Issues of the Pipeline of Rural Medical Education:
Residency Training
by David A. Acosta, MD
There are a number of studies that address the training of Family Practice (FP) residents for rural practice. Some data is now beginning to surface regarding the needs assessment of rural providers (3). This report reviews those studies already available to educators, and what strategies the STFM Working Group on Rural Health are working on that enhance the preparation of residents for rural practice.
Issues
There are a host of training models that residency programs have developed and implemented over the years to prepare FP residents for rural practice. These models include the following:
There is limited data on which program model recruits the most, prepares the best, and graduates the most residents into rural practice.
Most rural curricula are based on the anecdotal experiences of past rural providers who now serve as faculty or program directors. There is no standardization of rural curricula. There is also no collaboration about educational goals and objectives among rural educators. Data is beginning to surface regarding how well prepared rural providers perceive themselves to be for rural practice based on their cognitive and technical skills (3). But there is limited data on whether rural providers feel adequately prepared for the other important aspects of rural practice including the transition to a rural community with its unique traditional values and beliefs.
What We Already Have
The American Academy of Family Physicians (AAFP) have published two important monographs on educational strategies. First published in 1989, Rural Practice: You Can Make a Difference has recently been revised (4).

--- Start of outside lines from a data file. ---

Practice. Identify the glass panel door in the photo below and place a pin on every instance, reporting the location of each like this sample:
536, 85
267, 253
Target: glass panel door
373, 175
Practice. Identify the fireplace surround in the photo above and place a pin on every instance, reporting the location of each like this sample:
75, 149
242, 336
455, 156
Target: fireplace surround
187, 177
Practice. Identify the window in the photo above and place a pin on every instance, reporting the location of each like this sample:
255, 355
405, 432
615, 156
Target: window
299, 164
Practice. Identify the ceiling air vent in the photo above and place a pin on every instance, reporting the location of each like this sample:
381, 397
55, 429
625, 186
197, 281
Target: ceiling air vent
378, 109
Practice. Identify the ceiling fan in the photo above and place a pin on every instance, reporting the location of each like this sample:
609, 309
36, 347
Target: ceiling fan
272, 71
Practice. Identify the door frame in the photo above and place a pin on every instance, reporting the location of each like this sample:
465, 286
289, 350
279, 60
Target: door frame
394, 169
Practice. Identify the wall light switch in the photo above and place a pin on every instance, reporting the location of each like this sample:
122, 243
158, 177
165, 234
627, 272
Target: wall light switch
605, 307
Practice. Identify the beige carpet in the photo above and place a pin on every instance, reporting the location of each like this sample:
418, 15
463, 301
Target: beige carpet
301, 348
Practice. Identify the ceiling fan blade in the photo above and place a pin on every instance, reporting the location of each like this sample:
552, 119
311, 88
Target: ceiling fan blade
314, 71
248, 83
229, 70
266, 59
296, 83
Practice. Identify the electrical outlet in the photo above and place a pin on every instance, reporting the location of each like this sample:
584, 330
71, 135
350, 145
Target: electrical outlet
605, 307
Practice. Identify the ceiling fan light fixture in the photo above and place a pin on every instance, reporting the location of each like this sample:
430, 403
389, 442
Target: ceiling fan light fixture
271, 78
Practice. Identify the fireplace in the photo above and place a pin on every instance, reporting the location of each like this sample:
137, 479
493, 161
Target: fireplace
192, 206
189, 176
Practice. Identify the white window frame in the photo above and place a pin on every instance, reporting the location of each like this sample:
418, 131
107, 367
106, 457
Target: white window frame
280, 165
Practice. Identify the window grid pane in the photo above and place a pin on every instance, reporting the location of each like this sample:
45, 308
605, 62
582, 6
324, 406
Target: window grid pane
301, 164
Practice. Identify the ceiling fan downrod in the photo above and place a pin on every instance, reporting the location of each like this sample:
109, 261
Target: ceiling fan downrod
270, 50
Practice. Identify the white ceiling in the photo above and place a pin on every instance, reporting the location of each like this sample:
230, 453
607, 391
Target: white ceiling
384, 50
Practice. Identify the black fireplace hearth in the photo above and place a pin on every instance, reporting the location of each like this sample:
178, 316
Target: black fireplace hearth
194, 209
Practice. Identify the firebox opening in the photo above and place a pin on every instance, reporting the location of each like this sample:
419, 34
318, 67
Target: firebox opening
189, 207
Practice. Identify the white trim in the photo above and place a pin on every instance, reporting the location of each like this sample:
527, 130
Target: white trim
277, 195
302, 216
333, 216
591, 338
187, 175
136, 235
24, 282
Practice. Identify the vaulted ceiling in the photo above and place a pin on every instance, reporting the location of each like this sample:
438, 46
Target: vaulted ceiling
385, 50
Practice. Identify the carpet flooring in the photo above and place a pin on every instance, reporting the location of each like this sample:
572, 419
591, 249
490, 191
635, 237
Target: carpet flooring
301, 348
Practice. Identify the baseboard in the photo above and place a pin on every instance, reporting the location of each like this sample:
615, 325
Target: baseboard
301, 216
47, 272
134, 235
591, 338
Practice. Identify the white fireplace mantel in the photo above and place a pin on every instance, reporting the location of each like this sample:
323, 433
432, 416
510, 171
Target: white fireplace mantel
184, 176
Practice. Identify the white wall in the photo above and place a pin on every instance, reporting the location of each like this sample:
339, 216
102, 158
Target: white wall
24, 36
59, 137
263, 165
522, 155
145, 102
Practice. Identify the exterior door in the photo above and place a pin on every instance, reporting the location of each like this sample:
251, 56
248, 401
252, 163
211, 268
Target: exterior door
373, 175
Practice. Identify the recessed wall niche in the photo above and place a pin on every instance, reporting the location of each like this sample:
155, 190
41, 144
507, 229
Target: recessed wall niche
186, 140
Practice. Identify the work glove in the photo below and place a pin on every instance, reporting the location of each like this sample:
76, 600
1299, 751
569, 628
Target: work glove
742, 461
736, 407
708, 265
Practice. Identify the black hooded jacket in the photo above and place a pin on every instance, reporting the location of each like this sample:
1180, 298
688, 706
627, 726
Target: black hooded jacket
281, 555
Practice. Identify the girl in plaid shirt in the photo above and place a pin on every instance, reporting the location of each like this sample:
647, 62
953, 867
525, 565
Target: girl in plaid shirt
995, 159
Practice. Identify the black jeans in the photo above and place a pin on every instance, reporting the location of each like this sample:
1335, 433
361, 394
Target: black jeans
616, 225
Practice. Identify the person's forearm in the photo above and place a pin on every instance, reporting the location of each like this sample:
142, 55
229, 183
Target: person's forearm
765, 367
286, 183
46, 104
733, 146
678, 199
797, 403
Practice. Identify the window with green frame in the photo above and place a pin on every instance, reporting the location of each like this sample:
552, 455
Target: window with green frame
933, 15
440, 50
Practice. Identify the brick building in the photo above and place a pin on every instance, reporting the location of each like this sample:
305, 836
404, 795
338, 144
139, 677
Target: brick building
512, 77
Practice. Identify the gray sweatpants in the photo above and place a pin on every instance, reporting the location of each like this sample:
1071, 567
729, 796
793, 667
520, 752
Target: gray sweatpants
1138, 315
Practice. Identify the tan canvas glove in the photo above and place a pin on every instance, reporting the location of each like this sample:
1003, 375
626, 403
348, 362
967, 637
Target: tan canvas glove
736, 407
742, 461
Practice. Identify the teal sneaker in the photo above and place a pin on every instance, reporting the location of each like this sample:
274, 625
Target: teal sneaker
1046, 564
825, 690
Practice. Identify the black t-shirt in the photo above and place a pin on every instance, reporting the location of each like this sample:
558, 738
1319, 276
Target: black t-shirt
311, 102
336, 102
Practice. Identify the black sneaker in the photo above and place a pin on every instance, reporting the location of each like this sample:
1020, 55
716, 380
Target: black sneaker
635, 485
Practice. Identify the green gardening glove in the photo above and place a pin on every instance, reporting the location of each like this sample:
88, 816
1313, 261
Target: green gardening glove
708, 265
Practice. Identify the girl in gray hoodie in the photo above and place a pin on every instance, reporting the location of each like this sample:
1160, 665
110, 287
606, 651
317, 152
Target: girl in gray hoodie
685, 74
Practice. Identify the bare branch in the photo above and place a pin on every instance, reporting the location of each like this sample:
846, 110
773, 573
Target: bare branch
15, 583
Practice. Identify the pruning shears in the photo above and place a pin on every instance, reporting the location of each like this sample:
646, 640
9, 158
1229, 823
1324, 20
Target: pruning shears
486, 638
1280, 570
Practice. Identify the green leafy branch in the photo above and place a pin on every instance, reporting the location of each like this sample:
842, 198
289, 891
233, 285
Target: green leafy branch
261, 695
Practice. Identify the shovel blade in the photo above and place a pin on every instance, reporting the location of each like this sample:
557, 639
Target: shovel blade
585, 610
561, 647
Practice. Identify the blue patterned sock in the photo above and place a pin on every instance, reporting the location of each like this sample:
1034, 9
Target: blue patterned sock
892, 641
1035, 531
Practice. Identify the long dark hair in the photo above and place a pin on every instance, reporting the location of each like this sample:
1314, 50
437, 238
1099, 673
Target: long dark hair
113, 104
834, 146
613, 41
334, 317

Chapter 4 entitled "Rural Practice Issues" focuses on important aspects of rural practice that residents must become aware of for their successful transition to rural living and practice. In 1990, the AAFP also published Special Considerations in the Preparation of Family Practice Residents Interested in Rural Practice which is a survey of all FP Program Directors in the U.S. regarding what they believe rural training should encompass (5). Revised in 1997, the latest recommendations are divided into four sections: I. Hands-on experience; II. Practice management; III. Special clinical topics; IV. Community-oriented primary care. The AAFP has also published the Core Educational Guidelines for Family Practice Training, but no guidelines have been developed specifically for rural training.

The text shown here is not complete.